Beneficios do pilates na incontinência urinária



Definida pela International Continence Society, a incontinência urinária é “uma condição na qual a perda involuntária de urina é um problema social ou higiénico e é objectivamente demonstrável”. 
As causas da incontinência urinária são várias: 

Gravidez e parto
Idade avançada
Tratamento do cancro da próstata
Diminuição de hormonas na menopausa
Incapacidades físicas e mentais
Sedentarismo (a pouca actividade física associada a longos períodos de permanência na posição sentada causam a diminuição de força na musculatura do períneo)
Tabagismo (a nicotina diminui a síntese e qualidade do colagénio, que é fundamental na manutenção da elasticidade muscular, e também favorece as contracções involuntárias da bexiga)
Doenças Pulmonares crónicas (a tosse excessiva provoca danos nos tecidos de sustentação da uretra)
Doenças neurológicas (Parkinson, Esclerose Múltipla, Lesão do cone medular, etc.)
Consequência de algumas cirurgias
Uso de diuréticos
Infecção urinária
Diabetes
Hiperactividade do músculo da bexiga
Fraqueza no esfíncter uretral
Etc.

A necessidade de ir imediatamente à casa de banho, a perda de urina durante o sono ou depois de um esforço como tossir ou pegar em pesos, e o não perceber quando se tem a bexiga demasiado cheia são situações mais comuns do que se julga.
A incontinência urinária divide-se em dois tipos: incontinência urinária de esforço e incontinência urinária de urgência.
A Incontinência urinária de esforço ocorre quando a pressão abdominal é superior à pressão de fecho da uretra, o que causa uma perda involuntária de urina quando se fazem esforços como pegar em pesos, tossir ou espirrar. Deve-se a uma deficiência no suporte uretral ou fraqueza ou lesão do esfíncter uretral.
A incontinência de urgência acontece quando há uma urgência em urinar com perda do controlo de micção.

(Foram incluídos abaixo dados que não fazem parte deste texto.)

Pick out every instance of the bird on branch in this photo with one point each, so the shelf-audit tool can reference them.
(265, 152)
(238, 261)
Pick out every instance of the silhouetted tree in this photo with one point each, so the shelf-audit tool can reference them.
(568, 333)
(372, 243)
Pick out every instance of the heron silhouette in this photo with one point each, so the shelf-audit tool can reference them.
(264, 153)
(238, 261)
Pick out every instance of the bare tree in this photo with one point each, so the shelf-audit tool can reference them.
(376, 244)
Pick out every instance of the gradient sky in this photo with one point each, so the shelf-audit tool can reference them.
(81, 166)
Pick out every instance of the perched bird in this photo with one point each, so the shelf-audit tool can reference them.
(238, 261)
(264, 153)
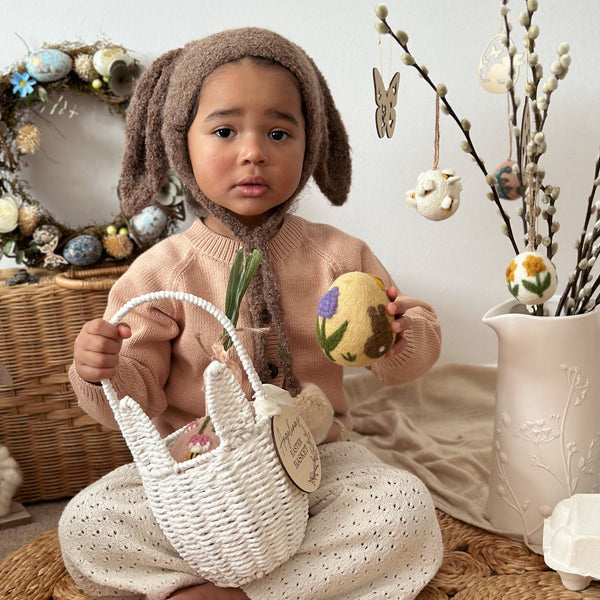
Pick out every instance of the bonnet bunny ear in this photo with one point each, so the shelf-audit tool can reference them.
(333, 170)
(145, 164)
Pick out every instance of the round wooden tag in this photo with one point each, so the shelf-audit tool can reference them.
(296, 449)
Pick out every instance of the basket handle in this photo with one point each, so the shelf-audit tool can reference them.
(130, 416)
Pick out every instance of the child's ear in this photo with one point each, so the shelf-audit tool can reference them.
(333, 171)
(145, 164)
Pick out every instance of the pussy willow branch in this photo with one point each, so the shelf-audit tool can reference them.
(472, 151)
(513, 116)
(585, 251)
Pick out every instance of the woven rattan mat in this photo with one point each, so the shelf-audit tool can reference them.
(477, 565)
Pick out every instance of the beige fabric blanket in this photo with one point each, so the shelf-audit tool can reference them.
(439, 427)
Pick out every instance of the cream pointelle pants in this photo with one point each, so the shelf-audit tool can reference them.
(372, 533)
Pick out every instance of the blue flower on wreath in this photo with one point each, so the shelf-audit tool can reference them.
(23, 84)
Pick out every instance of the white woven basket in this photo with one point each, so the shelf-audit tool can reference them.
(232, 514)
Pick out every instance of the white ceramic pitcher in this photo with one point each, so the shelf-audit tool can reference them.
(546, 443)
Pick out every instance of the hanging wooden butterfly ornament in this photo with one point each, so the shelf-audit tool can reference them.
(437, 194)
(385, 115)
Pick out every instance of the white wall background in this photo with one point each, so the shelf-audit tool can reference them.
(458, 265)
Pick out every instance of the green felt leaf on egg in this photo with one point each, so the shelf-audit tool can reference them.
(538, 287)
(240, 277)
(330, 342)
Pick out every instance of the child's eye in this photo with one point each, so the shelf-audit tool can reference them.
(279, 135)
(224, 132)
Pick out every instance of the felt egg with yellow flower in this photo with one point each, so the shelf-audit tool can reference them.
(531, 278)
(353, 327)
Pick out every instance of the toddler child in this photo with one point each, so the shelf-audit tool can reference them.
(245, 119)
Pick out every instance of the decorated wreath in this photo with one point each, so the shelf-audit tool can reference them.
(28, 232)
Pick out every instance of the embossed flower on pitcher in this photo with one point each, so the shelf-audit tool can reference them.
(538, 432)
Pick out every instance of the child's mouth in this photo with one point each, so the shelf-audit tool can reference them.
(252, 188)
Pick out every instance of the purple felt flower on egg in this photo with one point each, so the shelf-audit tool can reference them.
(23, 84)
(327, 306)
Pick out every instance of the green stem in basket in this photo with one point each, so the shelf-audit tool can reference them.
(239, 279)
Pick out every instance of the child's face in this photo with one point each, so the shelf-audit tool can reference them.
(246, 143)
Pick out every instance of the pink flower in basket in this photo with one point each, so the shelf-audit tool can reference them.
(199, 444)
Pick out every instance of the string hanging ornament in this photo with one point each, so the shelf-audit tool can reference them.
(437, 194)
(495, 71)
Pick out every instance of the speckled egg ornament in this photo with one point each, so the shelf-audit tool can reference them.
(437, 194)
(149, 224)
(531, 278)
(83, 250)
(353, 327)
(508, 186)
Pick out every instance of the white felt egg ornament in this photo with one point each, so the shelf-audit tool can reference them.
(48, 65)
(353, 327)
(437, 194)
(531, 278)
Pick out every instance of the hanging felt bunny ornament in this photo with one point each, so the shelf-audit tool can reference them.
(232, 513)
(437, 194)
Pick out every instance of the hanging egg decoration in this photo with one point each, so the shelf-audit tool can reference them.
(508, 186)
(83, 250)
(44, 234)
(148, 224)
(531, 278)
(437, 194)
(494, 65)
(48, 65)
(104, 59)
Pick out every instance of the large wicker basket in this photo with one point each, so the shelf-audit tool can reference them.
(59, 448)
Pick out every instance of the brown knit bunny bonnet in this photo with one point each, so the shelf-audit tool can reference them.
(158, 118)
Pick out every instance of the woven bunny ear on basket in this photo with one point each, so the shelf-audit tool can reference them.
(232, 513)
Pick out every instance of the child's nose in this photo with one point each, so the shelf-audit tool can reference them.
(253, 150)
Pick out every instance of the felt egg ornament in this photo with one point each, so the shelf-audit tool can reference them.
(508, 186)
(531, 278)
(437, 194)
(48, 65)
(353, 327)
(149, 223)
(83, 250)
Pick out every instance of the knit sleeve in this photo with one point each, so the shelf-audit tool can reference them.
(145, 358)
(422, 350)
(424, 341)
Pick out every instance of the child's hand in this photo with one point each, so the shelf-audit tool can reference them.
(400, 324)
(97, 347)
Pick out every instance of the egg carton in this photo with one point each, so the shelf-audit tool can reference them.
(571, 540)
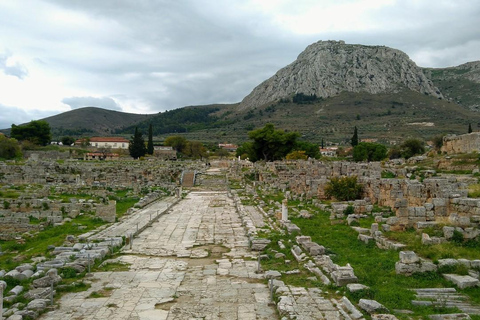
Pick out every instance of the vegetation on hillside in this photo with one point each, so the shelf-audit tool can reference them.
(270, 144)
(181, 120)
(37, 132)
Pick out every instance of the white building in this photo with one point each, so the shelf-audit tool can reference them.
(106, 142)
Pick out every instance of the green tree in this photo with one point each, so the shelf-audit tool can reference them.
(297, 155)
(270, 144)
(37, 132)
(245, 150)
(222, 153)
(176, 142)
(412, 147)
(344, 188)
(150, 139)
(195, 149)
(365, 151)
(137, 145)
(354, 141)
(68, 141)
(437, 142)
(395, 152)
(311, 149)
(9, 148)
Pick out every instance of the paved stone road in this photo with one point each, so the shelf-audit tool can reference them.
(193, 263)
(138, 220)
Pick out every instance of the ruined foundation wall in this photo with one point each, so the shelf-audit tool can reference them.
(465, 143)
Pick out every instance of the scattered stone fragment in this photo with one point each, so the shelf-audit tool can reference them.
(370, 306)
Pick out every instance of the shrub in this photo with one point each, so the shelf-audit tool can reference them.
(388, 174)
(344, 188)
(457, 237)
(297, 155)
(412, 147)
(349, 210)
(366, 151)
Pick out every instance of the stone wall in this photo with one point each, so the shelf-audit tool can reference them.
(442, 200)
(465, 143)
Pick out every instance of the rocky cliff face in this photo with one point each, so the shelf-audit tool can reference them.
(327, 68)
(459, 84)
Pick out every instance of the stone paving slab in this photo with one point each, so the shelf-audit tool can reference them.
(201, 219)
(168, 288)
(139, 218)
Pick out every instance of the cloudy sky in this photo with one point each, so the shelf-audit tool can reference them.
(154, 55)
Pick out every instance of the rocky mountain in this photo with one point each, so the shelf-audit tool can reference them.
(459, 84)
(327, 68)
(91, 121)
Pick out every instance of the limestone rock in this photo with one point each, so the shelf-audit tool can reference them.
(462, 281)
(37, 304)
(370, 306)
(327, 68)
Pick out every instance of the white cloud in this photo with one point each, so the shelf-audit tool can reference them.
(81, 102)
(154, 55)
(11, 66)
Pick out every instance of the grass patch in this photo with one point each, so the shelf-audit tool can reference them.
(451, 249)
(113, 266)
(373, 267)
(37, 244)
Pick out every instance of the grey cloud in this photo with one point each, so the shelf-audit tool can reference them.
(16, 70)
(205, 53)
(80, 102)
(18, 116)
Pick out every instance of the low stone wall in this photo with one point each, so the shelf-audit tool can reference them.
(465, 143)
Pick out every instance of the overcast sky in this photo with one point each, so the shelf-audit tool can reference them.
(155, 55)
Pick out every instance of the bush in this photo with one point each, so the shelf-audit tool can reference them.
(366, 151)
(349, 210)
(457, 237)
(297, 155)
(388, 174)
(344, 188)
(412, 147)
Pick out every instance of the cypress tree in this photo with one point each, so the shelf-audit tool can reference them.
(355, 137)
(137, 145)
(150, 140)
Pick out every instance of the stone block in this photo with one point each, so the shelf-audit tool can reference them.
(462, 282)
(447, 263)
(439, 202)
(450, 316)
(259, 244)
(428, 206)
(365, 238)
(408, 257)
(37, 304)
(448, 232)
(370, 306)
(354, 287)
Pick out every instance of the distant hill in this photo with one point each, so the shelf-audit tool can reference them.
(91, 121)
(187, 119)
(327, 68)
(459, 84)
(330, 88)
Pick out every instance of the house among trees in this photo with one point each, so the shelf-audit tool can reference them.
(228, 146)
(329, 151)
(105, 142)
(100, 156)
(165, 152)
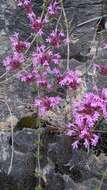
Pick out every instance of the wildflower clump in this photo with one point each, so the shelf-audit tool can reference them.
(43, 67)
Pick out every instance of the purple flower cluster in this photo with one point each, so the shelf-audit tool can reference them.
(53, 8)
(13, 61)
(55, 38)
(70, 79)
(86, 114)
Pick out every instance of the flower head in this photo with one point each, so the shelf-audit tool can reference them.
(55, 38)
(13, 61)
(26, 4)
(53, 8)
(70, 79)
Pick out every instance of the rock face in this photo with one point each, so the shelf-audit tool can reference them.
(63, 168)
(83, 16)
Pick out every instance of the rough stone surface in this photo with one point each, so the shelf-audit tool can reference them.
(64, 168)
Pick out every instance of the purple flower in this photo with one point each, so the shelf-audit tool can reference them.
(44, 57)
(75, 145)
(55, 38)
(13, 61)
(45, 104)
(53, 8)
(70, 79)
(26, 4)
(94, 140)
(86, 144)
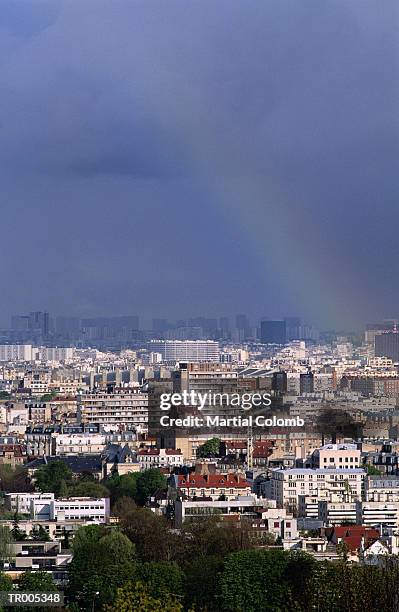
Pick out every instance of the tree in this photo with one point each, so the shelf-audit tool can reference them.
(50, 477)
(150, 534)
(210, 537)
(202, 577)
(134, 597)
(211, 448)
(5, 582)
(254, 580)
(122, 486)
(161, 578)
(88, 489)
(148, 482)
(6, 545)
(40, 534)
(103, 561)
(37, 581)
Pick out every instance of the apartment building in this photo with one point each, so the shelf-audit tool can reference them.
(158, 458)
(44, 507)
(124, 407)
(287, 485)
(377, 514)
(15, 352)
(336, 456)
(382, 488)
(215, 486)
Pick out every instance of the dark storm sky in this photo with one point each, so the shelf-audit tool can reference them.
(200, 157)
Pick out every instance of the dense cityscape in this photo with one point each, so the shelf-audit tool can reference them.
(199, 313)
(86, 470)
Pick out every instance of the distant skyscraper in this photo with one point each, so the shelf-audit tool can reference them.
(159, 325)
(294, 331)
(306, 383)
(273, 332)
(39, 321)
(20, 322)
(387, 345)
(242, 327)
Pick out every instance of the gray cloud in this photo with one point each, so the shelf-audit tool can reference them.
(200, 157)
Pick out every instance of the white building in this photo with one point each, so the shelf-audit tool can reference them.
(336, 456)
(56, 353)
(15, 352)
(81, 509)
(43, 507)
(186, 350)
(336, 513)
(124, 406)
(22, 502)
(287, 485)
(375, 514)
(163, 457)
(382, 488)
(79, 444)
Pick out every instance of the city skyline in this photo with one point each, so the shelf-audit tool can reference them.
(182, 161)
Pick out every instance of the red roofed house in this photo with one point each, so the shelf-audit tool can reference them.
(156, 458)
(360, 542)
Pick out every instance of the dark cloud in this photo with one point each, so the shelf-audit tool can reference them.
(200, 157)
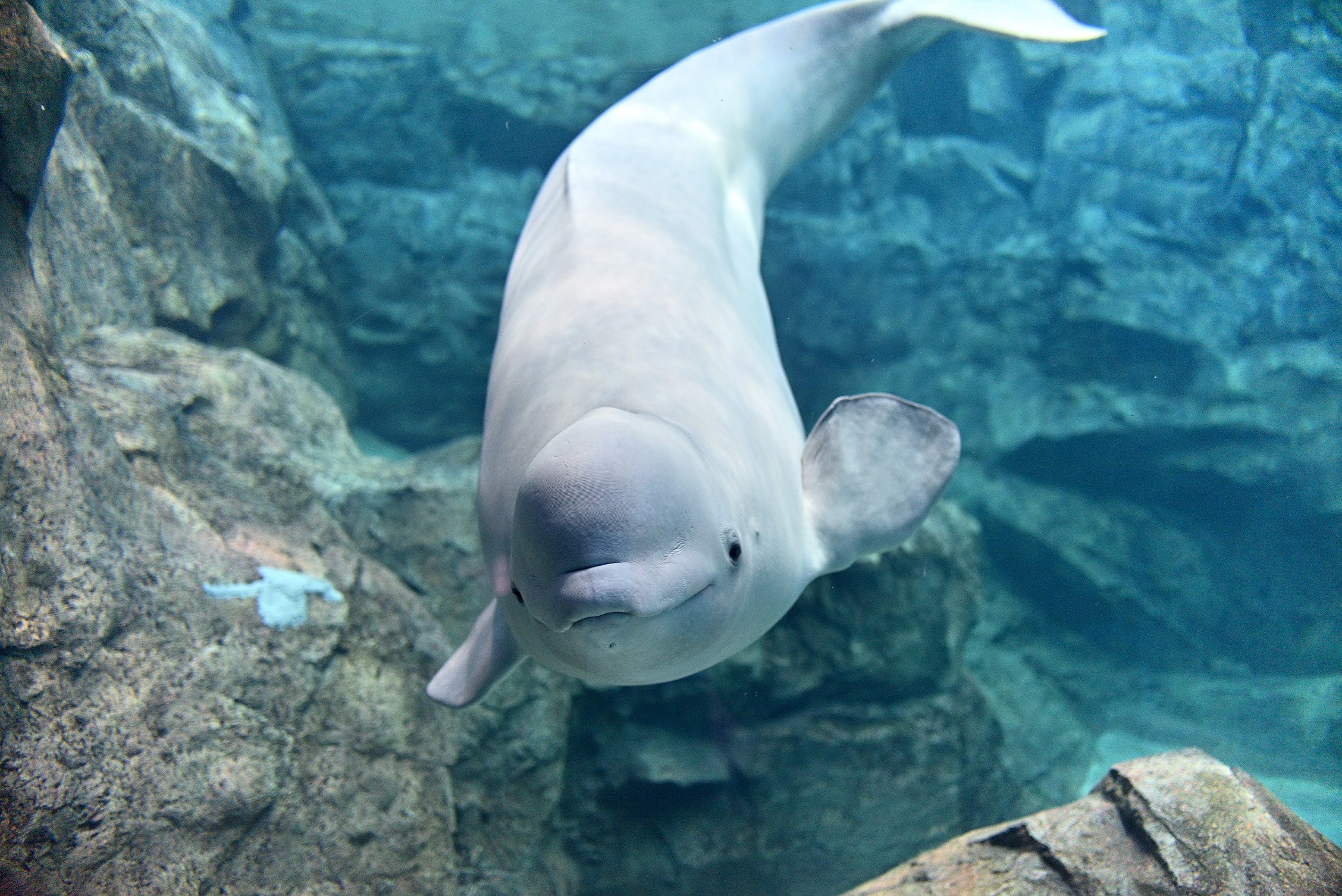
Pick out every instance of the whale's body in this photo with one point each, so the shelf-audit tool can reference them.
(648, 499)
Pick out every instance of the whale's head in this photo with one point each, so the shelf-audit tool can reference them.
(626, 565)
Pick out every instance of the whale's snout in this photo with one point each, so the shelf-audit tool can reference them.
(612, 524)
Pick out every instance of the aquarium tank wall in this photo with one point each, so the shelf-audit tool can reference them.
(251, 303)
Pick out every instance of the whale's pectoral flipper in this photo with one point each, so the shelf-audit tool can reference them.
(488, 654)
(871, 470)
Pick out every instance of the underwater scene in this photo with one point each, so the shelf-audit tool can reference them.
(327, 571)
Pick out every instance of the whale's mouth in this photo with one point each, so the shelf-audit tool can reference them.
(594, 612)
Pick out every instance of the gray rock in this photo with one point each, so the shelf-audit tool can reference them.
(1177, 823)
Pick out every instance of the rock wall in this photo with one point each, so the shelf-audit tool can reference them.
(175, 198)
(156, 741)
(846, 738)
(1177, 823)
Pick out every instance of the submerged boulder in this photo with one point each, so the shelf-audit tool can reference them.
(847, 737)
(1177, 824)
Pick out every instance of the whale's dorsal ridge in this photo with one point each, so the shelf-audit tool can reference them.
(871, 470)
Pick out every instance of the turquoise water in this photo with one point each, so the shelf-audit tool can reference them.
(1115, 266)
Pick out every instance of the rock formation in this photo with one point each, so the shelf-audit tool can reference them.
(1177, 824)
(1114, 266)
(219, 193)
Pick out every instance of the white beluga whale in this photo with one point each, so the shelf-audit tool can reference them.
(648, 501)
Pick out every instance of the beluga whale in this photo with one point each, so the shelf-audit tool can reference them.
(648, 499)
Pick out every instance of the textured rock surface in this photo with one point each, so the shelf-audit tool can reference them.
(1114, 266)
(777, 770)
(1178, 824)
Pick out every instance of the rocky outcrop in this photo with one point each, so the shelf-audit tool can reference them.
(158, 741)
(174, 196)
(1173, 824)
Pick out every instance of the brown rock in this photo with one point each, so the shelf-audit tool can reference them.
(1178, 823)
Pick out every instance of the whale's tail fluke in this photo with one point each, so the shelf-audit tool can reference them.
(1026, 19)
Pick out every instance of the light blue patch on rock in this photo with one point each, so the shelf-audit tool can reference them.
(281, 594)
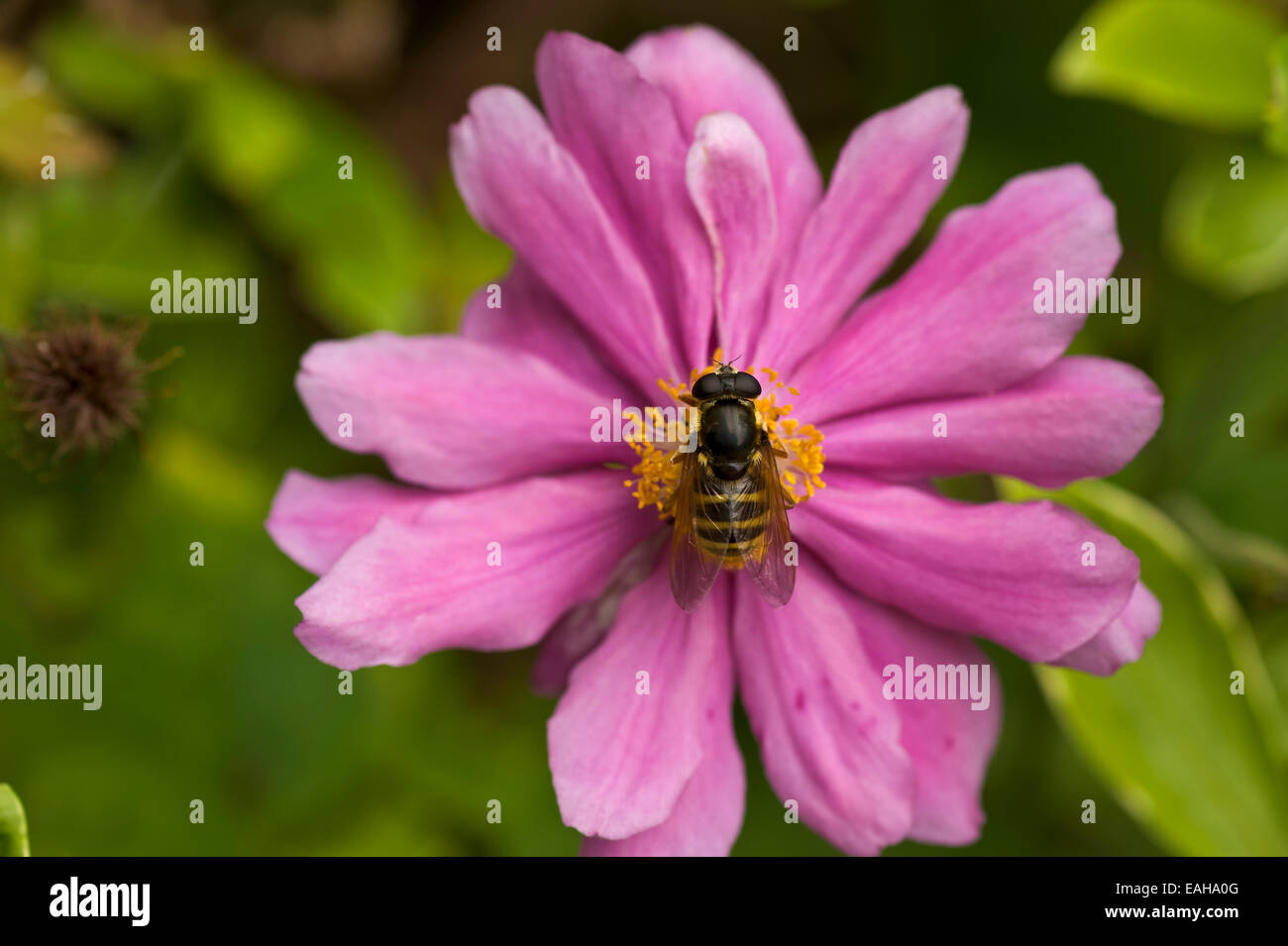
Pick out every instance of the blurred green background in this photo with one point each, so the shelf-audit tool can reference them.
(224, 162)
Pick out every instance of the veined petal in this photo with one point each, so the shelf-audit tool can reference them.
(703, 71)
(622, 756)
(948, 740)
(962, 319)
(1012, 573)
(583, 628)
(889, 175)
(1080, 417)
(608, 117)
(451, 412)
(531, 318)
(520, 184)
(487, 571)
(316, 520)
(827, 738)
(1122, 641)
(707, 815)
(729, 180)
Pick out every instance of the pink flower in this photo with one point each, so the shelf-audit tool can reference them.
(513, 532)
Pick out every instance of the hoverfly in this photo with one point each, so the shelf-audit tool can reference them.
(730, 508)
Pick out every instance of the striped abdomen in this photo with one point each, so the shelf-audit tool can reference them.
(730, 516)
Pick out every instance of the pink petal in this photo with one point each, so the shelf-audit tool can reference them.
(948, 740)
(621, 758)
(827, 738)
(1122, 641)
(316, 520)
(707, 815)
(880, 192)
(531, 318)
(606, 117)
(583, 628)
(520, 184)
(729, 180)
(704, 71)
(962, 319)
(1010, 573)
(451, 412)
(1080, 417)
(410, 588)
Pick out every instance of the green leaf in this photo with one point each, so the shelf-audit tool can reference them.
(1276, 119)
(37, 124)
(1201, 769)
(13, 825)
(357, 245)
(1199, 62)
(1231, 235)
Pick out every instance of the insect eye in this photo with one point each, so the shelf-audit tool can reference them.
(746, 385)
(707, 386)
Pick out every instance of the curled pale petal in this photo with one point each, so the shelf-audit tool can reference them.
(949, 739)
(316, 520)
(1080, 417)
(964, 318)
(828, 740)
(608, 117)
(523, 314)
(520, 184)
(889, 175)
(487, 571)
(728, 176)
(451, 412)
(704, 71)
(1012, 573)
(1122, 641)
(619, 756)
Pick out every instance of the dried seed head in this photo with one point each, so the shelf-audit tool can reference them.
(85, 374)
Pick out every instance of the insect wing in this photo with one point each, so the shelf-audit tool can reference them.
(765, 559)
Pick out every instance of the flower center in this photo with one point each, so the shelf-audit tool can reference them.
(656, 475)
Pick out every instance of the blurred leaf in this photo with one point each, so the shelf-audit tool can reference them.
(359, 244)
(37, 124)
(1201, 769)
(1249, 559)
(1198, 62)
(1231, 235)
(13, 825)
(1276, 120)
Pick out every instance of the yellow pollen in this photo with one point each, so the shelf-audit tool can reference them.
(657, 473)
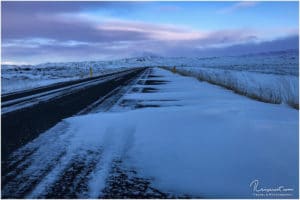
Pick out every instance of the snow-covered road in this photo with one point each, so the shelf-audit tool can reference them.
(165, 135)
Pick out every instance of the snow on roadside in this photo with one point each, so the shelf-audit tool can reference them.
(265, 87)
(203, 141)
(213, 145)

Ocorre quando a bexiga está hiperactiva, ou seja, contrai sem que o indivíduo a comande. Esta situação pode ser causada por uma infecção urinária ou por alterações nos nervos que controlam a bexiga, e em muitos casos a causa pode não ser detectada.
Embora atinja ambos os sexos e todas as idades, as mulheres são mais susceptíveis à incontinência urinária, tendo duas mais probabilidade de a desenvolver. Os homens apresentam índices mais baixos devido à presença da próstata, a uma musculatura mais forte e a uma uretra mais longa.
Além da cirurgia e da medicação convencionais, o Pilates surge como uma nova alternativa de tratamento e prevenção da incontinência urinária, já que um dos focos é o fortalecimento da musculatura pélvica (favorecendo assim o maior controlo sobre o fluxo da urina).
Os alunos de Pilates têm, portanto, menos probabilidade de adquirir a doença, pois durante as aulas trabalham mais as regiões abdominal e pélvica, especialmente o períneo (área entre o ânus e a uretra). Os praticantes de Pilates são consciencializados para a importância da acção desta musculatura e da importância da respiração correcta durante o exercício. A “Manobra de Valsalva” (suster a respiração durante o exercício) é reprovada, uma vez que aumenta a pressão intra-abdominal e provoca uma maior sobrecarga no pavilhão pélvico que se torna incapaz de se manter contraído porque se fadiga mais rapidamente, resultando na perda involuntária de urina.
É sempre importante relembrar que os casos de incontinência urinária devem ser acompanhados por um médico que poderá indicar o Pilates como uma solução para o problema. O seu instrutor de Pilates irá desenvolver um plano de reeducação do pavilhão pélvico que dê resposta às suas necessidades.